The middle of your organization is either your greatest asset or your biggest vulnerability. In an obelisk model, mid-level professionals become the core: they interpret AI outputs, exercise contextual judgment, integrate across functions, and manage the human dynamics that determine whether a technically correct recommendation actually gets executed. This requires investment in skill development, in internal mobility platforms that enable lateral movement, and in compensation structures that reward capability rather than tenure. 

The alternative is the hourglass: a hollowed middle, a broken succession bridge, and an organization that can execute but cannot adapt.

Build for velocity, not for the current state. Whatever AI can do today, it will do materially better in eighteen months. Design your organizational structure and talent strategy with this acceleration in mind. The tasks that still require human judgment in 2026 may not require it in 2028. This does not mean panicking about automation, it means building the organizational discipline of continuously monitoring AI capability shifts in your domain and adjusting role definitions, skill requirements, and workflow design accordingly. Companies that set their AI strategy once and revisit it annually are already falling behind those that treat it as a continuous operating rhythm.

Preserve institutional knowledge before it walks out the door. If your experienced workers retire or leave before their tacit knowledge is captured and transmitted, no amount of AI investment will compensate. Document decision-making heuristics, structure mentorship that doesn’t depend on routine-task proximity, create forums where senior practitioners articulate the judgment calls that machines cannot replicate: the client instincts, the risk intuitions, the contextual awareness that took decades to develop.
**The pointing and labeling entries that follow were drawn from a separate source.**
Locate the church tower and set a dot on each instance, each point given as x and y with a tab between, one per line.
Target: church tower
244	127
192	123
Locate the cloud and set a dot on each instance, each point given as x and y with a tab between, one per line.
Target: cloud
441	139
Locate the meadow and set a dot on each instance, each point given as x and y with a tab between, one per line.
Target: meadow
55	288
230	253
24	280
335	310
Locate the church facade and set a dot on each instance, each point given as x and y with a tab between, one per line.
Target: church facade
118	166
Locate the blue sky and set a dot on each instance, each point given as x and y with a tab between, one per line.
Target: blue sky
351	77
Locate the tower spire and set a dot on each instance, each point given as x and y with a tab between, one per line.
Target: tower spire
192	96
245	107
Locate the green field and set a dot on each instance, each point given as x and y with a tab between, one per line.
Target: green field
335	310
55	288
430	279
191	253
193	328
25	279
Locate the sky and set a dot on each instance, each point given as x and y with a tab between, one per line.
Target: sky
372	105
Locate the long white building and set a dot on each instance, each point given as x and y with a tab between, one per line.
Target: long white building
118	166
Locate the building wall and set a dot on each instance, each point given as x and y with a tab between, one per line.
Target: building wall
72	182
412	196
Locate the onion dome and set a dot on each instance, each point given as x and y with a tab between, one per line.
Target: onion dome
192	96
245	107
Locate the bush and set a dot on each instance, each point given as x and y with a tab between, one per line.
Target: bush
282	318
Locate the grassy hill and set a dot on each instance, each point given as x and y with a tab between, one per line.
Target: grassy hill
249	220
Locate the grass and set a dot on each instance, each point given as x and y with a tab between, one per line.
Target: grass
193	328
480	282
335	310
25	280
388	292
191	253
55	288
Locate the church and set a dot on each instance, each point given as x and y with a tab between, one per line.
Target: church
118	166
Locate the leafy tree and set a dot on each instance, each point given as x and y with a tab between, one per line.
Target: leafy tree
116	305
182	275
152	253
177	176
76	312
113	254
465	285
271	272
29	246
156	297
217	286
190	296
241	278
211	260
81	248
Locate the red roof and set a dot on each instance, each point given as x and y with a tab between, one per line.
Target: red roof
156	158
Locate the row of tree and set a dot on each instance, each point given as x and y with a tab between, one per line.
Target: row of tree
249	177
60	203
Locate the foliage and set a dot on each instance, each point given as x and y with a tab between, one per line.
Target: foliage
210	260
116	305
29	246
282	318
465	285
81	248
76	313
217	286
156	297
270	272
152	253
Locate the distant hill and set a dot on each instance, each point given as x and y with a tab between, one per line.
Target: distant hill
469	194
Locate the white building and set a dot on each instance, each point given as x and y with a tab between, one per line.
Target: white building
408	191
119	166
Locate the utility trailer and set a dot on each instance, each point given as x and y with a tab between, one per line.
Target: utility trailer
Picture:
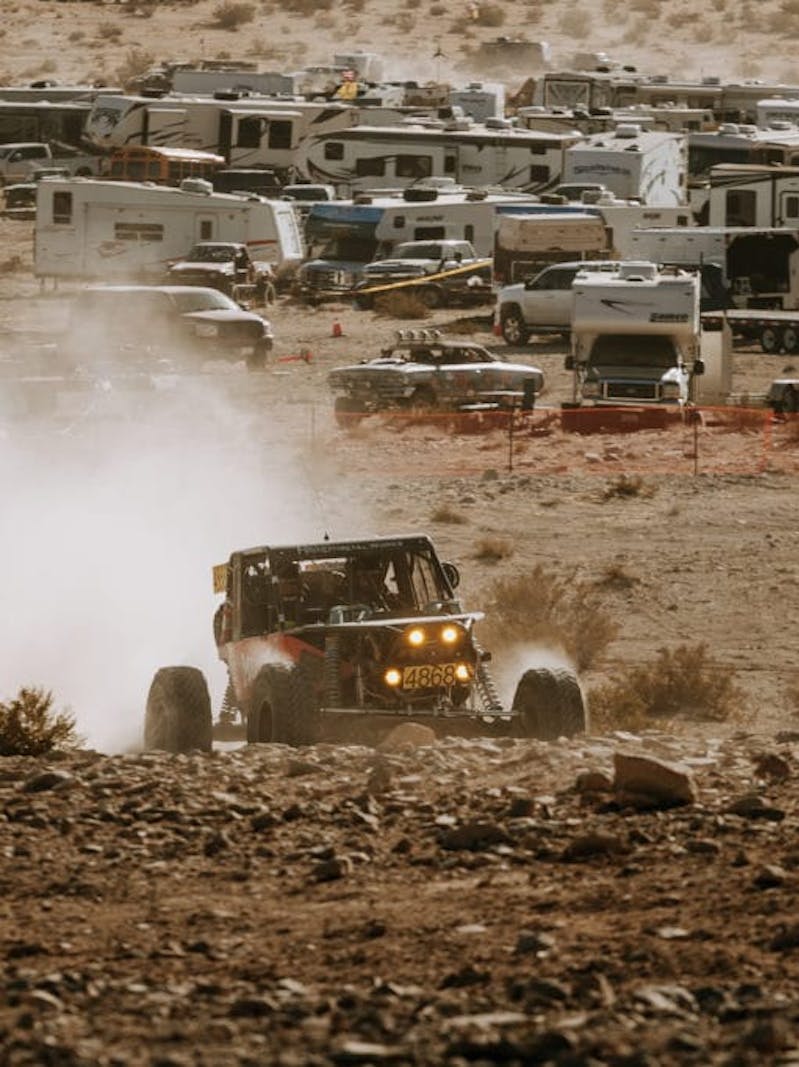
349	638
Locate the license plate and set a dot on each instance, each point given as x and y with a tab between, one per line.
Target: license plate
429	675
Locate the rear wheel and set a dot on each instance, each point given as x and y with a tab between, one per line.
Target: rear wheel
790	339
770	340
514	329
283	707
550	704
178	715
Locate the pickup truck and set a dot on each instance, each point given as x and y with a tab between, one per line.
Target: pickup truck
19	160
414	260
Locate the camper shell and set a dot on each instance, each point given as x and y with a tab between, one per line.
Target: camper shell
124	229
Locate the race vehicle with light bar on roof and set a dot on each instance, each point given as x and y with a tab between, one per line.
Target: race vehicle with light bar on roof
346	639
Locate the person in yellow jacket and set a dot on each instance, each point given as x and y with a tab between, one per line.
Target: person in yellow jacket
349	89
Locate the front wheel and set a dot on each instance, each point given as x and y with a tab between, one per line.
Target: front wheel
550	704
770	340
283	707
178	715
514	329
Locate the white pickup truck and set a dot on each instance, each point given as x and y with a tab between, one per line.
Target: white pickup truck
19	160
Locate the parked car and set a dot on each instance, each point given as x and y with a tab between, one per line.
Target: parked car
542	304
422	372
169	321
418	259
224	266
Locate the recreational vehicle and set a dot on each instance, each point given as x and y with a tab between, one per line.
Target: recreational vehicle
760	267
747	194
372	157
634	164
124	231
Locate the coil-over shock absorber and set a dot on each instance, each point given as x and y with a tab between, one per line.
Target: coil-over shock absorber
484	685
332	670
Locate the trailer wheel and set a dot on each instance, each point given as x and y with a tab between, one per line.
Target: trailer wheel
283	707
178	715
790	339
550	704
513	325
770	340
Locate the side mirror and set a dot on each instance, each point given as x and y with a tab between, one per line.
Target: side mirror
451	574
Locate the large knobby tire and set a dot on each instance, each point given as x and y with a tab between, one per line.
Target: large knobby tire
178	715
550	704
283	707
514	328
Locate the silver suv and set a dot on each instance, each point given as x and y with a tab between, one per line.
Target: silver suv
543	303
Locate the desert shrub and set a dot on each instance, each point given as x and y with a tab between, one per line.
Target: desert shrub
682	683
533	605
491	550
490	14
446	513
230	14
626	486
401	304
30	727
137	62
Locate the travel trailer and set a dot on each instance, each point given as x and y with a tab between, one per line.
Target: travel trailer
372	157
633	163
635	336
125	231
248	131
760	267
748	194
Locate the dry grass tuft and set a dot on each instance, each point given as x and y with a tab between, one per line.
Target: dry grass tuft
684	683
446	513
30	727
537	606
626	486
492	550
232	14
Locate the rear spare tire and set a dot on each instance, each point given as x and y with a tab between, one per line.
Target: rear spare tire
550	704
178	715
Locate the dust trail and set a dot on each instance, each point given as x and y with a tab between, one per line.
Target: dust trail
109	531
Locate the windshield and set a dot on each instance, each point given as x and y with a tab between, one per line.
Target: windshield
204	300
634	350
211	254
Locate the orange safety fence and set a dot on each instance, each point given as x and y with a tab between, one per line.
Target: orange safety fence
724	440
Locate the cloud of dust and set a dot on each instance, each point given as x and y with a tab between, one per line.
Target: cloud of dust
111	524
509	665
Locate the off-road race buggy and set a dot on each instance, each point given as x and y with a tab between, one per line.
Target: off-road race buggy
341	640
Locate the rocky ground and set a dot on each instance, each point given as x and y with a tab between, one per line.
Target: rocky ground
481	902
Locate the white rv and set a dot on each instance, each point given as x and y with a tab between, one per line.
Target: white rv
122	229
248	131
635	336
381	157
760	267
650	166
750	194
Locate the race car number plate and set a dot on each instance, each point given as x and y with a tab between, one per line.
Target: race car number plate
428	675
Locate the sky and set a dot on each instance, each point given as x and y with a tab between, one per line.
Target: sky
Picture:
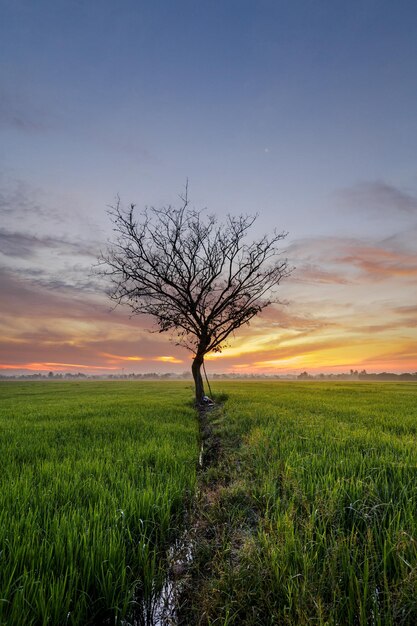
302	112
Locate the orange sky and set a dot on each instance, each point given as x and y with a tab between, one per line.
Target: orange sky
350	304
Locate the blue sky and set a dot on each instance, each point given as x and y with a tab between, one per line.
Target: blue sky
304	112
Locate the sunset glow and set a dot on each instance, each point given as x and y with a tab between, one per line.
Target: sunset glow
306	117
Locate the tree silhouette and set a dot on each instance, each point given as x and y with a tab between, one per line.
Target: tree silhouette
199	278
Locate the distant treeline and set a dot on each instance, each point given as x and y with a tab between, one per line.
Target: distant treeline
352	375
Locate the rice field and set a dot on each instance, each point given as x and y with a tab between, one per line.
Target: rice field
314	498
94	481
306	513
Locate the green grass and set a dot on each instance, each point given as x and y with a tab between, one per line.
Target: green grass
94	480
310	514
307	513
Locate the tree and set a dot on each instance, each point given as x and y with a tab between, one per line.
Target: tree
199	278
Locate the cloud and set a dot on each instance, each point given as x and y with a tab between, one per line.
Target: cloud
311	273
20	113
23	245
377	263
379	197
335	259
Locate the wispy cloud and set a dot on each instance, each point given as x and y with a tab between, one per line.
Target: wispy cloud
379	197
19	113
24	245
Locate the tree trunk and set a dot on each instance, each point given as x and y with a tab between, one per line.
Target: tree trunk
198	380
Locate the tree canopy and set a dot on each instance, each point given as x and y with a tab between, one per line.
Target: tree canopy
198	277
This knowledge is your organization’s most irreplaceable asset, and it is the one most at risk in a rapid AI transition. The organizations that will come through this transition strongest are those that redesign their structures, talent pipelines, and development pathways around the reality that AI has permanently changed what constitutes entry-level work.

The obelisk or the hourglass. The choice is being made now.

Redesign Now or Restructure Later

CEOs have a twelve-to-twenty-four-month window to make deliberate choices about organizational shape, talent pipelines, and development pathways. The five priorities to focus on: map your value chain against AI capability honestly, redesign entry-level roles, invest in the middle layer, build for velocity rather than the current state, and preserve institutional knowledge before it walks out the door.

Sources

1. Stanford Digital Economy Lab — Employment decline in AI-exposed occupations among workers aged 22–25 (2025). Via Fortune.

2. Burning Glass Institute — Experience requirement shifts in AI-exposed fields, 2018–2024. Via HR Executive.

3. OECD Employment Outlook 2025 — Cross-national analysis of AI’s impact on entry-level cognitive roles.

4. EU Joint Research Centre — AI usage among EU workers: 30% adoption rate, task-level breakdown (2025).

5. MIT Sloan — Rigobon & Loaiza, EPOCH Framework: human capabilities that complement AI (2025).

6. Revelio Labs — 40% decline in middle-management job postings since 2022. Via AllWork.Space.

7. Gartner — Projection: 20% of companies using AI to flatten hierarchies by 2026. Via AllWork.Space.

8. Anthropic Economic Index — AI usage patterns: 77% automation, 12% collaborative learning (2025). Via Fortune.

9. World Economic Forum — Future of Jobs Report 2025: employer workforce expectations.

10. Workplace Insights — London law firm partner on mid-level associate compression (2025).

11. MIT Sloan / Johnson & Johnson — AI-powered skills inference model for workforce gap analysis.


This analysis reflects publicly available research and Vela Advisory’s observations as of February 2026. AI capabilities and labour market conditions are changing rapidly; readers should verify current data before making strategic decisions.